On Friday, 50,000 came out for prayers, funerals for the dead, and marches to Pearl Square. Yet again, they were met with live fire, this time from helicopters, snipers on rooftops, and troops on the ground. Even those who stopped to pray were targeted. Peaceful pro-democracy advocates and mourners were gunned down on the streets, as this disturbing video shows.

“The APCs came, three or four of them, and started firing shots,” said Mazen Mahdi, a Bahraini photojournalist. “The first was a warning shot in the air.
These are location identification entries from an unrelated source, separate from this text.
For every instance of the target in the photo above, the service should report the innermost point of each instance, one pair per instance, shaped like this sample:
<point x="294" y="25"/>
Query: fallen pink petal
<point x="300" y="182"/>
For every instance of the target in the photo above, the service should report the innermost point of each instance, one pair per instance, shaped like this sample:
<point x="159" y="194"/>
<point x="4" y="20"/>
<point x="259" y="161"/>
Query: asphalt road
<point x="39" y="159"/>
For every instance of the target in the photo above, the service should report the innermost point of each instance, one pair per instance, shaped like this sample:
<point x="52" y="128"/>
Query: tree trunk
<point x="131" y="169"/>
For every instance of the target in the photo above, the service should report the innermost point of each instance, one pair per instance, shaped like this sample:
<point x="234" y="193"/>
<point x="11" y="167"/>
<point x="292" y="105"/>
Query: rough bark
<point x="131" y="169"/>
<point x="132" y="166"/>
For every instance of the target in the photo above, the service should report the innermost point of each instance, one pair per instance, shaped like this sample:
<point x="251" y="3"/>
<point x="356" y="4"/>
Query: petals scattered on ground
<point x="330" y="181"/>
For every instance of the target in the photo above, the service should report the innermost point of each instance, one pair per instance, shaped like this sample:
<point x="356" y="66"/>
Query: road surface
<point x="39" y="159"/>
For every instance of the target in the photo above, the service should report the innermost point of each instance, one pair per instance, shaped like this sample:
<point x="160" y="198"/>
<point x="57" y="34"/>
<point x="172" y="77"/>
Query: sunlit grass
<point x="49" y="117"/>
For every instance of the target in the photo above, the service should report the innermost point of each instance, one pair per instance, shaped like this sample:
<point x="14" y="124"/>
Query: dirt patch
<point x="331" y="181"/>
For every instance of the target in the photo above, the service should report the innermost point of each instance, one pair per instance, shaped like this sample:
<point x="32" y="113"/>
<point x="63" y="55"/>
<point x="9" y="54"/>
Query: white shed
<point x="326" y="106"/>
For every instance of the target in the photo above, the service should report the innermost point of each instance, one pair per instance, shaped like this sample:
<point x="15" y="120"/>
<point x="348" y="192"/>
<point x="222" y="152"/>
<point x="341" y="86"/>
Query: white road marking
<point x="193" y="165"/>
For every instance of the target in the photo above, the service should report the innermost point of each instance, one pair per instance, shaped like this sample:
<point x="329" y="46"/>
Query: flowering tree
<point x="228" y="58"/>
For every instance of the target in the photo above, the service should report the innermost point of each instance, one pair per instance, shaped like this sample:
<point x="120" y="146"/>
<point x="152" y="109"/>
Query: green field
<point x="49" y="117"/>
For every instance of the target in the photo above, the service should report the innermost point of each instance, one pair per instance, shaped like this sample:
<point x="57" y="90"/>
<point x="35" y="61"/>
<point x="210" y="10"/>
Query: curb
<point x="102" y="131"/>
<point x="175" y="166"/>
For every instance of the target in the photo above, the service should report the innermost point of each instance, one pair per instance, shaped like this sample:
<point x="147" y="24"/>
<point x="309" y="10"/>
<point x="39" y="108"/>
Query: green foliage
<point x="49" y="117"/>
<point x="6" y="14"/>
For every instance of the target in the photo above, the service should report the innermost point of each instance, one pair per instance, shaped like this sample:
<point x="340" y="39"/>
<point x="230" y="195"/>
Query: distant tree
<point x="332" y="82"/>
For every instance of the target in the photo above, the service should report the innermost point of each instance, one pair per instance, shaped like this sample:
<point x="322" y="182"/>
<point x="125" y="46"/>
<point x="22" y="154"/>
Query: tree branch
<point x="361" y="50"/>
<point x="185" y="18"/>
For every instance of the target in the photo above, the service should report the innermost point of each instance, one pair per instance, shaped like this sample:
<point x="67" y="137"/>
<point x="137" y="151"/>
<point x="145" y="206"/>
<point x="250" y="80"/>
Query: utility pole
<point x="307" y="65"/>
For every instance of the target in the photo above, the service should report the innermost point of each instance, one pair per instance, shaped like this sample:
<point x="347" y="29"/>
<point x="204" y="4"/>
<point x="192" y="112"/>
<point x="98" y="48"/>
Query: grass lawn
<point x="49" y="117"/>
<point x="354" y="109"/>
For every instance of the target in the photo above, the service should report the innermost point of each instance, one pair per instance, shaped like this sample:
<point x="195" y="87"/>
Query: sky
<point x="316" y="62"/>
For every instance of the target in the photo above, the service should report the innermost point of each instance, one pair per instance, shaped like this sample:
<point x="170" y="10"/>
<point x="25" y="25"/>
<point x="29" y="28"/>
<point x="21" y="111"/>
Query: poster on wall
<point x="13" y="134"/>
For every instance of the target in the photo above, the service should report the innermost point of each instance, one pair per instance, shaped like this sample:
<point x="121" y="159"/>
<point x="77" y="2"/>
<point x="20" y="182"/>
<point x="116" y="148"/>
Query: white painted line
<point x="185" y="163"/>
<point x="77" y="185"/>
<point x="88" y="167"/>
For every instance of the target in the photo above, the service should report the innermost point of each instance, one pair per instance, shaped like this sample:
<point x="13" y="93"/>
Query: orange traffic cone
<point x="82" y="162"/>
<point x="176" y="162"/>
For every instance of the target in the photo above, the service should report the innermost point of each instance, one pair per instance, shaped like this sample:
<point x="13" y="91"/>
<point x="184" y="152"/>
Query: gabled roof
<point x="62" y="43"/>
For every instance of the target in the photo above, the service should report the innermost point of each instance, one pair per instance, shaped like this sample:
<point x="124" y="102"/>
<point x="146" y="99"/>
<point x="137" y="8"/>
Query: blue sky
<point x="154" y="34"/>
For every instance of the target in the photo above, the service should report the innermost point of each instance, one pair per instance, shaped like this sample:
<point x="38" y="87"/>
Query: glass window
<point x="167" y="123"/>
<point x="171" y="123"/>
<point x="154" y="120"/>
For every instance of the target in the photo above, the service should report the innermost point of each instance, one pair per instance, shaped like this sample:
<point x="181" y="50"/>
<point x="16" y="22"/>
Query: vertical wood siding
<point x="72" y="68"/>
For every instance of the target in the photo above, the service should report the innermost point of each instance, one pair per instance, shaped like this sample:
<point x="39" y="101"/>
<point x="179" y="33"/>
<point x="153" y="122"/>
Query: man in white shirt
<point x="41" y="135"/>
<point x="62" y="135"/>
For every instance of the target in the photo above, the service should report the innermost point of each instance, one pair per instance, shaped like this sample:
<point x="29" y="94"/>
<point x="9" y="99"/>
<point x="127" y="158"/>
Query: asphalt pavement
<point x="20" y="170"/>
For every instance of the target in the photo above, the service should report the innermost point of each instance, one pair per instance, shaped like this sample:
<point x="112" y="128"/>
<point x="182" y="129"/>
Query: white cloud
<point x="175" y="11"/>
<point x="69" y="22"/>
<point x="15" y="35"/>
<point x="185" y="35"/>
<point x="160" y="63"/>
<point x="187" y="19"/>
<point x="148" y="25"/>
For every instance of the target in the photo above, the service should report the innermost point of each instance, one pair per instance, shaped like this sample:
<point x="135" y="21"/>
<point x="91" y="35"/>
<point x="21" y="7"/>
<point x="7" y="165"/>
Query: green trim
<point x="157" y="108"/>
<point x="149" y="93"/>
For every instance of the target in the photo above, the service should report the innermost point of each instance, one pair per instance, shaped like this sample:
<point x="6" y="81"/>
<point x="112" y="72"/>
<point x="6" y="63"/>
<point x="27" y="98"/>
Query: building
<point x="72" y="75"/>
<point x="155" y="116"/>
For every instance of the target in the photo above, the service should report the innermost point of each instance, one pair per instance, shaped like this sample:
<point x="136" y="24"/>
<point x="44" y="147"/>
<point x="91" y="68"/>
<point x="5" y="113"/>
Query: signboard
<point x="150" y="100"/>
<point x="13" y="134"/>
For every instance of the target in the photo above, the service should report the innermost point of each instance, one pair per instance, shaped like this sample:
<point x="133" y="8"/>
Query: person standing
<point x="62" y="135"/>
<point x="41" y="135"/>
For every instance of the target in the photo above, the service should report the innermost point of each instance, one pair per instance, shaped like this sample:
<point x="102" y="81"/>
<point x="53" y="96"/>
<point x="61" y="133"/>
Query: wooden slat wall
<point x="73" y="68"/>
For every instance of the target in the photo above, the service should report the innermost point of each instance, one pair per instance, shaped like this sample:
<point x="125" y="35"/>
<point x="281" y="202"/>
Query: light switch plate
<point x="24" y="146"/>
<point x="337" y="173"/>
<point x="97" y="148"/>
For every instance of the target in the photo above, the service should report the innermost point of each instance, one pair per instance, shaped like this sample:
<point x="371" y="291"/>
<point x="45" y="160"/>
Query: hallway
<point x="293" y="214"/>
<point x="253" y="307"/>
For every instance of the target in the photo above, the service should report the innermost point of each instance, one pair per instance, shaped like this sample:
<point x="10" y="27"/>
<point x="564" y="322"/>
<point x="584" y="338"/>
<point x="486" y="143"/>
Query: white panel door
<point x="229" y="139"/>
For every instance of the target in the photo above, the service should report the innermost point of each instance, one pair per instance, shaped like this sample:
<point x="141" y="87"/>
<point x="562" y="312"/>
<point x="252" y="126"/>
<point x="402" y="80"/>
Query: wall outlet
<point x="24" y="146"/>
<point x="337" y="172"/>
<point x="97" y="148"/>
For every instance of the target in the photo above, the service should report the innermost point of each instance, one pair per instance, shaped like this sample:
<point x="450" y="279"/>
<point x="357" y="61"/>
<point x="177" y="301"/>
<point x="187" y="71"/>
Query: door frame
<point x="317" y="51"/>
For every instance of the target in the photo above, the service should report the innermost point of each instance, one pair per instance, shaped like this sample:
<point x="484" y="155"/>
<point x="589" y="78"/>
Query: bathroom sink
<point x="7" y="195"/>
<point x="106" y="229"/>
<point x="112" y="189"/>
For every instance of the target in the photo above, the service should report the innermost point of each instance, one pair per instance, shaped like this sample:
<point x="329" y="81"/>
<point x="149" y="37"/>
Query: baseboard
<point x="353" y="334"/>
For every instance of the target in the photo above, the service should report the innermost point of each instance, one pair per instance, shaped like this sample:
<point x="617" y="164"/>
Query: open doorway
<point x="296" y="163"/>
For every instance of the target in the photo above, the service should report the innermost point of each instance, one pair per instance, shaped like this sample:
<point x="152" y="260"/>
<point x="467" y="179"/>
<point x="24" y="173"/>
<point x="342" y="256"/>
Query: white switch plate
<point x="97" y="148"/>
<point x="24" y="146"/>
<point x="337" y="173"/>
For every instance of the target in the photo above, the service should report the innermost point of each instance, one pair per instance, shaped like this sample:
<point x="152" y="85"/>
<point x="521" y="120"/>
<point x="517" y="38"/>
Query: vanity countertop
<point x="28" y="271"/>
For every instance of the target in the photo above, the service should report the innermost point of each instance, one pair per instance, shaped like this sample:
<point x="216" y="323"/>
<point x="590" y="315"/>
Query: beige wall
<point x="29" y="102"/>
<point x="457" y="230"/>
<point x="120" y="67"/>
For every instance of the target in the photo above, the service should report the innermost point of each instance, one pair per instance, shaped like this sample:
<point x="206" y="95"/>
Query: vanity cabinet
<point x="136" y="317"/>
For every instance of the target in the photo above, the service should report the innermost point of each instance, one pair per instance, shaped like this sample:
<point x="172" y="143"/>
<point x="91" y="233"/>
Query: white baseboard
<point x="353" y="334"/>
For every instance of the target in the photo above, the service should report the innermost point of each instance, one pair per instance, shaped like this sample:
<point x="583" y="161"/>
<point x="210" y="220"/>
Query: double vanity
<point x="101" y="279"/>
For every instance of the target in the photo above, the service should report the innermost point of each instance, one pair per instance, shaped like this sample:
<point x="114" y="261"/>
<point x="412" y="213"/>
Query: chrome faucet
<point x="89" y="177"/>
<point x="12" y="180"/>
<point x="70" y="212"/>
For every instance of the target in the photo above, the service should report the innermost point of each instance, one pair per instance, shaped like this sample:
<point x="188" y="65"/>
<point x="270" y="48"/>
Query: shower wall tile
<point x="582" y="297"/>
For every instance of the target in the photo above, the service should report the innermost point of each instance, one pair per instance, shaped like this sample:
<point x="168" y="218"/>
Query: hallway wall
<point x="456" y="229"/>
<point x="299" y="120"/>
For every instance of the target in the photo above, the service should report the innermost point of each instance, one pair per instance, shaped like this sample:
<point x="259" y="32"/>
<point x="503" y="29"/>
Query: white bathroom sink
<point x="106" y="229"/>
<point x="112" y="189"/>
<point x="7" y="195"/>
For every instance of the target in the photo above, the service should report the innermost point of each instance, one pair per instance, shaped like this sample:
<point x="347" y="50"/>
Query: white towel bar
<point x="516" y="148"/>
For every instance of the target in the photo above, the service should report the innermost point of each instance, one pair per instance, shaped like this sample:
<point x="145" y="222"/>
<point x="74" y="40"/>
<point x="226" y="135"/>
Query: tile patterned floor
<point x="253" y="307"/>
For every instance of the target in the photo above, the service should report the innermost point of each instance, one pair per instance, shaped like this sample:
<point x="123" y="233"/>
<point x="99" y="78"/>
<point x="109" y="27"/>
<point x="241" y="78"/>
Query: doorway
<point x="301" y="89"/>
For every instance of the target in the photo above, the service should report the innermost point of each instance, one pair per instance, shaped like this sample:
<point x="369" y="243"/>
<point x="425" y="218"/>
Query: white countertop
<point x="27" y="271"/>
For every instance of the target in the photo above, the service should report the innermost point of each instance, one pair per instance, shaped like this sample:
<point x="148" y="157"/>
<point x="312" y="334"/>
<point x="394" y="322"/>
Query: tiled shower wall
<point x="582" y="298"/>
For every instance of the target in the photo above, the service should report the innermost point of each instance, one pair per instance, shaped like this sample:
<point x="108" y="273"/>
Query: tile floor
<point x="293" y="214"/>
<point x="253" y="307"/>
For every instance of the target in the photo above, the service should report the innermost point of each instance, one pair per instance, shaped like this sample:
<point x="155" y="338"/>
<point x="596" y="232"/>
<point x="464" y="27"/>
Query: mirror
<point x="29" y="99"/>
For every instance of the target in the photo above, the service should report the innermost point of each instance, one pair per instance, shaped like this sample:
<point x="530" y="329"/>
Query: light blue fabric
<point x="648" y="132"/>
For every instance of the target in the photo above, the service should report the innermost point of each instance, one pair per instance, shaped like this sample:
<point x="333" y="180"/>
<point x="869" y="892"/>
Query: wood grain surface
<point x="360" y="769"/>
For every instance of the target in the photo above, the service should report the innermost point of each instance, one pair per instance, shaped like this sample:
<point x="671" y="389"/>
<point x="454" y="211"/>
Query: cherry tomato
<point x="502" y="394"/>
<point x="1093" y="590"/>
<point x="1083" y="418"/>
But after that, they just opened fire at the people. … They shot at the ambulances when they came in.”

By Friday evening, the king’s son, Crown Prince Salman bin Hamad al-Khalifa (also deputy supreme commander of the armed forces), appeared on state television and said the government wanted a dialogue with the opposition.

Sheikh Ali Salman, who heads al-Wefaq, the largest opposition group in parliament (which has suspended its participation), rejected the offer. He said the army must first withdraw from the streets and the government must leave.

The first demand appears to have been met. Saturday morning, the military pulled out and police fled Pearl Square as jubilant Bahrainis once again swarmed to fill it.

Their demands are clear: the resignation of Prime Minister Khalifa bin Salman al-Khalifa – who has governed since 1971 – and his replacement by a freely elected premier, the release of all political prisoners, a new constitution, an end to the systematic discrimination against Shias and all forms of sectarianism, the repeal of the citizenship laws, the dismantlement of the security apparatus, fairness in distribution of jobs and housing, freedom of the press and religion, and an end to torture.

The al-Khalifa monarchy is at a crossroads. The protesters’ demands are reasonable and legitimate. The king would be wise to accede to them and transform Bahrain into a constitutional monarchy before efforts are made to overthrow the entire regime. After Thursday and Friday’s brutal crackdown against peaceful, unarmed civilians, they have left themselves few other options.

Author: Rannie Amiri

Rannie Amiri is an independent Middle East commentator.